May won the backing of her senior ministers after a five-hour meeting on Wednesday though she now faces the much more perilous struggle of getting parliament, which has the final say, to approve the agreement.
It is unclear when that vote might happen.
“If nothing extraordinary happens, we will hold a European Council meeting in order to finalize and formalize the Brexit agreement,” European Council President Donald Tusk said after meeting EU chief Brexit negotiator Michel Barnier.
More than two years after the United Kingdom voted in a referendum to leave the EU, May said the deal was the best the world’s fifth-largest economy could hope for and that the other options were leaving with no deal or thwarting Brexit.
But in a sign of just how hard the vote in the British parliament might be, Shailesh Vara, who backed EU membership in the 2016 referendum, quit on Thursday as a junior minister in May’s government.
“I cannot support the Withdrawal Agreement that has been agreed with the European Union,” Vara said as he resigned as a Northern Ireland minister.
“We are a proud nation and it is a sad day when we are reduced to obeying rules made by other countries who have shown they do not have our best interests at heart. We can and must do better than this.”
Nick Timothy, one of May’s former chiefs of staff, said her deal was a capitulation that parliament would reject.
“When parliament rejects the prime minister’s proposal, as surely it will, there will still be time for ministers to negotiate something better,” Timothy wrote in the Daily Telegraph newspaper.
Timothy, who resigned after May’s botched gamble on a snap election that lost her party its majority in parliament, said Britain should use its security contribution as a bargaining chip to get a better deal.
May will give a statement to parliament on Thursday on the deal which she hopes will satisfy both Brexit voters and EU supporters by ensuring close ties with the bloc after Britain leaves on March 29.
The ultimate outcome for the United Kingdom remains uncertain: scenarios range from a calm divorce to rejection of May’s deal, potentially sinking her premiership and leaving the bloc with no agreement, or another referendum.
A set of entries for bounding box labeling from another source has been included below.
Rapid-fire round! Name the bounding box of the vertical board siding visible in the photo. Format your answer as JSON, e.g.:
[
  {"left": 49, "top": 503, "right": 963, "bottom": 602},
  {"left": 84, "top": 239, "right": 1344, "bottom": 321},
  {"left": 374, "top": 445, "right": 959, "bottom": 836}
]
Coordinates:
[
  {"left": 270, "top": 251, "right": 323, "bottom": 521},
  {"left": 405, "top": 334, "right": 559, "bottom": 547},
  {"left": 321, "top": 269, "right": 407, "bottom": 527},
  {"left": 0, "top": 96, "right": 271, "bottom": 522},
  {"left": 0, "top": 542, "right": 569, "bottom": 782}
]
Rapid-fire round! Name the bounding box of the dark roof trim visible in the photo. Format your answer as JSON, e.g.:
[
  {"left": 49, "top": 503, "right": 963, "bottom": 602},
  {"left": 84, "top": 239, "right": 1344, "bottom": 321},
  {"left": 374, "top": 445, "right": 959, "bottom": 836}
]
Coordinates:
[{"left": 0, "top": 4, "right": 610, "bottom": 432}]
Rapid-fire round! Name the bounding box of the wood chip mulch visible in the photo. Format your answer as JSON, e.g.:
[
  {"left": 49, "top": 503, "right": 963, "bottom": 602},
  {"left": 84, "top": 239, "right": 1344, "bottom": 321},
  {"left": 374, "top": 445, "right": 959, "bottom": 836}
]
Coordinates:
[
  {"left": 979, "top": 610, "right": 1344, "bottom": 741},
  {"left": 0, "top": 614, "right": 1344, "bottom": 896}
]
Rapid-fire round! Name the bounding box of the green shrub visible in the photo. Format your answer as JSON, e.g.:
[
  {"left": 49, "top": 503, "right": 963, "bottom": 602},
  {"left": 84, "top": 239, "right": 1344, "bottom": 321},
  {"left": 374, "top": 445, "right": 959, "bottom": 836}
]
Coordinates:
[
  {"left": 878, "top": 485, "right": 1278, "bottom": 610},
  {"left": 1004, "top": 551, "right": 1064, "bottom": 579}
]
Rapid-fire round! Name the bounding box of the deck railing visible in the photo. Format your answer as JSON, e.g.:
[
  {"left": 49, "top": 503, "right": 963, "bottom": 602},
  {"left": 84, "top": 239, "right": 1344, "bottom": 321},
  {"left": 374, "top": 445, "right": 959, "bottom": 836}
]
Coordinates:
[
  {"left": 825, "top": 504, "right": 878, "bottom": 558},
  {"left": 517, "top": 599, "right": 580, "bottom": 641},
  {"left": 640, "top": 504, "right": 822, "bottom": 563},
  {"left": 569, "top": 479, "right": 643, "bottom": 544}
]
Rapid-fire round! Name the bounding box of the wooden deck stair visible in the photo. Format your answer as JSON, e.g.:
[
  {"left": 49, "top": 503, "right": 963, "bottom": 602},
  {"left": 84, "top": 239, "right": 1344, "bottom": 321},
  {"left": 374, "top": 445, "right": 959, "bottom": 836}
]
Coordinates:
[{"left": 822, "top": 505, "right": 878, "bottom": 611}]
Getting a deal through parliament will be difficult. She will need the votes of about 320 of the 650 lawmakers.
“The parliamentary arithmetic has looked tight for some time,” Goldman Sachs said in a note to clients. “It now looks tighter, given signs of greater unity among those who object to the draft Agreement.”
“We’re in the Brexs**t — Theresa May’s soft Brexit deal blasted by ALL sides,” read the headline in The Sun, Britain’s best-read newspaper.
The Northern Irish Democratic Unionist Party which props up May’s government, said it would not back any deal that treated the British province differently from the rest of the United Kingdom.